In 1974 dissension within the superagency reached the boiling point. Bartels had been unable to name a deputy director for fear that he would offend the old guard—the agents that had joined the old Federal Bureau of Narcotics and had been subsequently transferred to the Bureau of Narcotics and Dangerous Drugs, then the Office of Drug Abuse Law Enforcement, and finally the Drug Enforcement Agency. When Bartels attempted to introduce some "rationality" into what was largely a "statistics-jimmying operation," according to one of his staff assistants, "the old guard rebelled." A DEA inspector planted a story with Jack Anderson accusing Vincent S. Promuto, a public-relations assistant to Bartels, of associating with dubious characters. Then other stories were leaked to the press charging that Promuto had introduced Bartels to a cocktail waitress in Las Vegas—a charge which had no apparent basis in fact. The press campaign against Bartels and Promuto by the old guard seemed to be little more than what a decade earlier would have been called "guilt by association." But in the Watergate atmosphere that saturated Washington, D.C., in 1974, the failure by Bartels to investigate these charges was escalated into the charge of a cover-up.

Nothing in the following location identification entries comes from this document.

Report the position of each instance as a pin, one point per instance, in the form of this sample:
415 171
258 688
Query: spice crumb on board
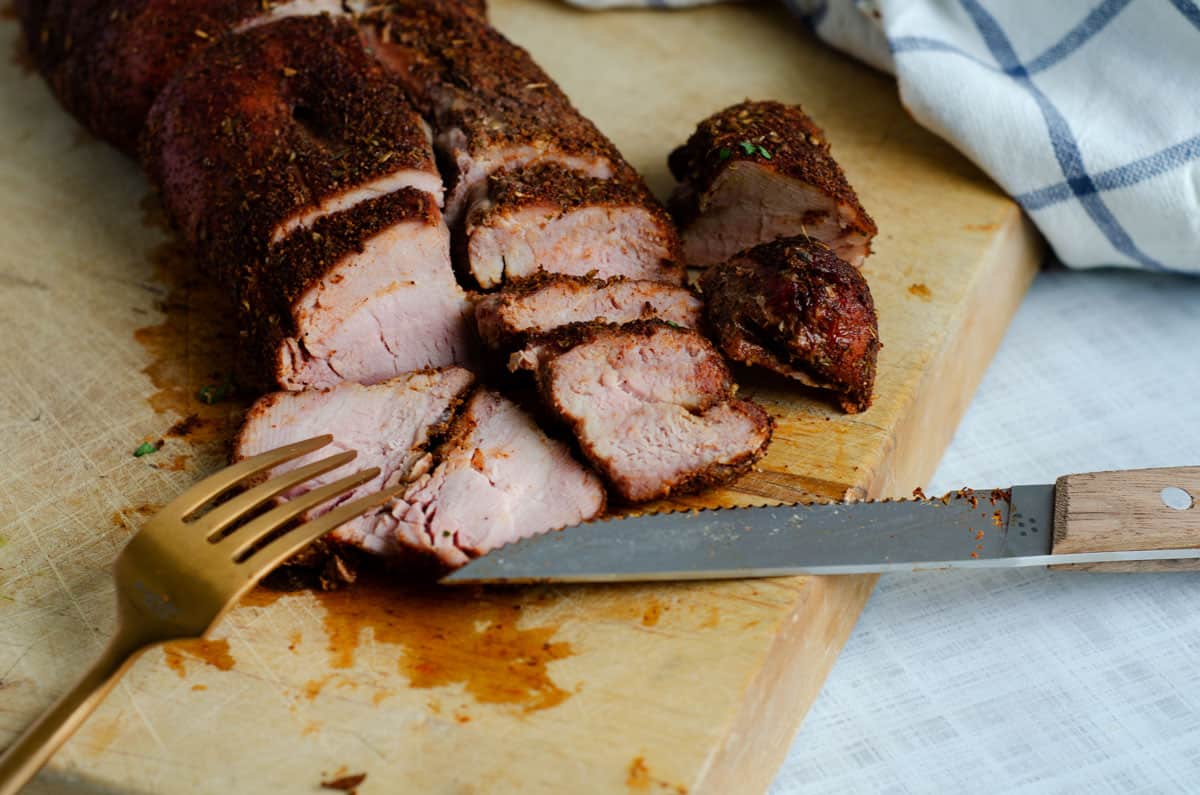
921 291
345 783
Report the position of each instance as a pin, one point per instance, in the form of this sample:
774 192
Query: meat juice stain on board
473 639
192 350
210 652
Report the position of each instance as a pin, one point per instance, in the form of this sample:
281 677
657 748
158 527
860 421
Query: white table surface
1031 681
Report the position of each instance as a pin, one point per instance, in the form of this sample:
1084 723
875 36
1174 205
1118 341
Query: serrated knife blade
1012 527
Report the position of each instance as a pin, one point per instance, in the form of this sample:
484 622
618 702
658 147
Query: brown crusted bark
269 124
271 287
489 486
393 425
546 302
491 106
765 143
107 60
651 405
795 308
550 217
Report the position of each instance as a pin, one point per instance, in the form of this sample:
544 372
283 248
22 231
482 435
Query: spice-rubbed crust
123 52
270 124
491 106
797 309
550 217
271 288
757 171
545 302
551 184
651 405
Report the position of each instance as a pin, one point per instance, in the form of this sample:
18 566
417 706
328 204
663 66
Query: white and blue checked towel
1086 112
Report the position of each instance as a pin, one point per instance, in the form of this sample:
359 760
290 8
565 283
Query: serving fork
187 567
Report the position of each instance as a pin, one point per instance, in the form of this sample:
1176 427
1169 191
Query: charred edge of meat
463 449
501 334
471 76
269 287
796 308
270 123
775 136
724 472
643 241
331 561
490 103
712 390
112 58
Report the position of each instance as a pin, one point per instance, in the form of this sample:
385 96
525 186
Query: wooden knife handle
1108 512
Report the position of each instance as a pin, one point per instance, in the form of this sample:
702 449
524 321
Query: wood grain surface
106 336
1111 512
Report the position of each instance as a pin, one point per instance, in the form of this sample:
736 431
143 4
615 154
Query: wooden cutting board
106 338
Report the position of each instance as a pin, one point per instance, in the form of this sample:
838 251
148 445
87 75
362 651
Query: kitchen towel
1086 112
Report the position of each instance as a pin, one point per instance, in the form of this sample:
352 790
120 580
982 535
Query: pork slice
796 308
498 479
269 130
652 407
363 296
491 106
107 60
390 425
507 318
553 219
760 171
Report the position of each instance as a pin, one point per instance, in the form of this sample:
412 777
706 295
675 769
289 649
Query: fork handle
22 760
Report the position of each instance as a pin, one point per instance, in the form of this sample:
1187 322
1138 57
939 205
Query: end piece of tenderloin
107 60
390 424
796 308
269 130
553 219
651 405
509 317
491 106
760 171
361 296
498 479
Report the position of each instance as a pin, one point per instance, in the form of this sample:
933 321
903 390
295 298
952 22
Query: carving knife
1102 519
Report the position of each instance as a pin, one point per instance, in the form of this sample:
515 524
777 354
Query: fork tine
220 482
292 542
225 514
258 528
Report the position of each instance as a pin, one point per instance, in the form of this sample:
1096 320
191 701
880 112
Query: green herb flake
751 148
214 393
147 448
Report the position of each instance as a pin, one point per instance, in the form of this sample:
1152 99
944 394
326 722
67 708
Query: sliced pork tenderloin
269 130
796 308
107 60
549 217
364 294
760 171
491 106
651 405
509 317
391 425
498 479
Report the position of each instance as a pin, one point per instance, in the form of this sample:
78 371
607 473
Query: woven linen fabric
1036 681
1086 112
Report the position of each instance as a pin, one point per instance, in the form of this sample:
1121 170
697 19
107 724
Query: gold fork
179 575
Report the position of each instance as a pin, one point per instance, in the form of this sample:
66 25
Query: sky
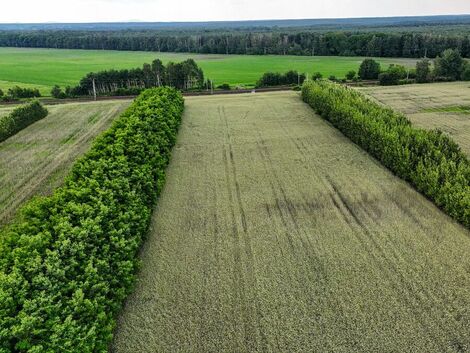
217 10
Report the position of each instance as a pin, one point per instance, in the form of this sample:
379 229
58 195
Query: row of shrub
68 262
429 160
20 118
17 92
270 79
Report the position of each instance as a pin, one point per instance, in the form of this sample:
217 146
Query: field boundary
52 101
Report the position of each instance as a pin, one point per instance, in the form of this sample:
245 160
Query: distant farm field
444 106
35 160
45 68
275 233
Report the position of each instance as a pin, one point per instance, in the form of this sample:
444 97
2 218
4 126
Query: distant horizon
135 21
159 11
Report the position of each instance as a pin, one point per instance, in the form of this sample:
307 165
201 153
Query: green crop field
275 233
44 68
35 160
444 106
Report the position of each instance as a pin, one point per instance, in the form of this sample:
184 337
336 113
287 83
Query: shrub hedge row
429 160
69 260
20 118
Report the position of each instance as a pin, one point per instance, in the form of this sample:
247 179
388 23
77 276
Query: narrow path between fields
37 159
275 233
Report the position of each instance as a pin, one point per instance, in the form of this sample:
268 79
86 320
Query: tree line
429 160
185 75
69 261
20 118
343 43
448 66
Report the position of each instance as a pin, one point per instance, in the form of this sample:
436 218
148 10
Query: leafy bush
68 262
270 79
57 92
18 92
127 92
423 71
393 75
429 160
466 72
224 86
317 76
20 118
369 70
351 75
449 64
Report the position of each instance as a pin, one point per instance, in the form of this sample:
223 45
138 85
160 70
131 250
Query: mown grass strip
20 118
68 262
429 160
452 109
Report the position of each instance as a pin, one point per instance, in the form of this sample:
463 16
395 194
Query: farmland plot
35 160
275 233
444 106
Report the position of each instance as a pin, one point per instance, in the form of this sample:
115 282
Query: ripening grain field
275 233
44 68
444 106
35 160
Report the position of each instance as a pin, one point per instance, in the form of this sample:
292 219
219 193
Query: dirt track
36 160
275 233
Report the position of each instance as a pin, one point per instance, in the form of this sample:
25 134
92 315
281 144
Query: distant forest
394 37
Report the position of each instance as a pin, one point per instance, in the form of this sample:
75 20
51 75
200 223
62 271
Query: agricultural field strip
275 233
35 160
418 101
43 68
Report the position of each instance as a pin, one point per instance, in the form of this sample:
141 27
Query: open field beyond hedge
275 233
36 159
444 106
44 68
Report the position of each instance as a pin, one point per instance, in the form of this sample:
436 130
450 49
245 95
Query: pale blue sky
211 10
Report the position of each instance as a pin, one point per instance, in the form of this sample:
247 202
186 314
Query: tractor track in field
275 233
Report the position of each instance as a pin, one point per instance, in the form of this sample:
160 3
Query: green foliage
224 86
68 263
366 42
351 75
57 92
369 70
423 71
449 64
393 75
270 79
466 72
317 76
429 160
185 75
20 118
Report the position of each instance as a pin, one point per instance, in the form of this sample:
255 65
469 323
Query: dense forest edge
68 262
429 160
408 37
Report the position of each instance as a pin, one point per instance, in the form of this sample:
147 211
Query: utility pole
94 89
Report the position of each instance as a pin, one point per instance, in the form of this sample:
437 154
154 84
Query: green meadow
44 68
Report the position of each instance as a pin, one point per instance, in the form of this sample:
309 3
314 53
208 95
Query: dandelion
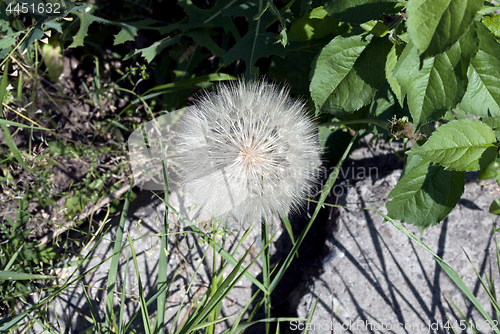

Senator Henry Jackson then began investigating these charges, and rebellious officiais in the Drug Enforcement Agency began feeding him new morsels. When it became abundantly clear to the Ford White House, in May, 1975, that Bartels could not control his agency, he was induced to resign and was replaced by Henry Dogin, a lawyer in the Department of Justice. Six months later, Dogin was replaced by Peter B. Bensinger, a political appointee from Chicago. As one executive in DEA commented, "This was nothing more than a power play—the bureaucrats in the drug agency simply destroy anyone who tries to control them, and they use the press as their messenger boys in the battle." He then added, "The heroin problem remains more or less constant—there are no fewer addicts than there were in 1969—all that changes is the way the information about them is manipulated."